На беговой дорожке можно разогнаться так, чтоб слеза прошибла! Наддав ходу, я заложил руки за спину и понесся со скоростью стрижа. Ветер посвистывал в ушах, и лед скрипел да потрескивал. Коньки мои были тупыми, на поворотах, боясь скатиться юзом, я снижал скорость и шел перебежкой.
На седьмом или восьмом круге я наткнулся на неумелых конькобежцев. Обошел их, задевая неразметанный снег, и заметил Нину. Она зачем-то вытащила своих подопечных на беговую дорожку. Увидев меня, что-то крикнула вдогонку. Насмешка или просьба? Не разобрал. Обошел полукруглой аллеей и вновь выкатился на прямую… Нинины ученики, видно, потеряв в себя веру, уныло заковыляли к скамейке, а сама учительница не удержалась и бросилась вдогонку за мной.
Шалишь, не догонишь! Прибавил ходу. На вираже в ноги ударил горячий ветер. Я вылетел на прямую полосу и — птицей — дальше. Нина не отставала. Шла широким накатистым шагом. Вдруг крутой поворот… Мои коньки предательски заскользили боком, и, взметывая сверкающую пыль, я с головой зарылся в сугроб.
Нина разрыла снег, она встревожена:
— Не ушибся? Как сумасшедший несется! Ты по-прежнему неисправим.
А мне было весело, я отделался лишь царапиной на виске. Взявшись за руки, мы покатили вместе…

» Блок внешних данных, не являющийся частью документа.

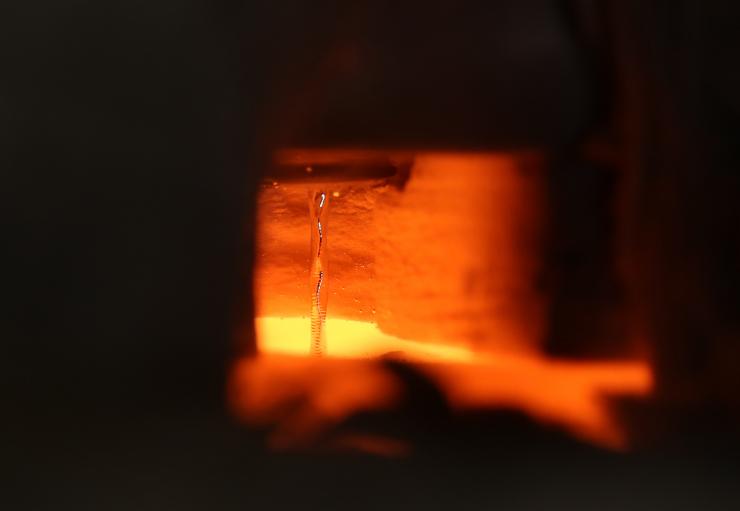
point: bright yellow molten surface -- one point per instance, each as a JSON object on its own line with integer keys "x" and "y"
{"x": 347, "y": 338}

Нам казалось, что мы стремительно несемся по отполированному и опрокинутому звездному небу и нет впереди никаких преград.
Мне хотелось покрепче прижать к себе девушку, но я не решался на это. Неизвестно, как она теперь отнесется к такой вольности. Но на дальней аллее я не удержался и, тормозя, обнял ее. Нина протестующе уперлась руками в грудь.
— Не надо, — сказала она. — У нас с тобой только дружба. Меня ведь там ждут.
— Ежели так, то прошу прощения.
Я отпустил ее. Обратно мы покатили порознь.
— Если хочешь серьезного разговора — приезжай ко мне в Сестрорецк, — предложила Шумова. — О дне договоримся завтра. Я приду на Седьмое небо в семь вечера.
СОРВАВШЕЕСЯ СВИДАНИЕ
Странное существо человек. Ведь прежде, когда девушка тянулась с открытой душой, я равнодушием погасил ее порыв. Теперь же, когда Нина держится отчужденно, она стала мне необходимой.
Ночью я видел ее во сне такой же, как на катке. Она упиралась руками мне в грудь и говорила:
— Пусть будет не по-твоему и не по-моему. Но ты сделаешь так, как я велю, иначе я и разговаривать с тобой не стану.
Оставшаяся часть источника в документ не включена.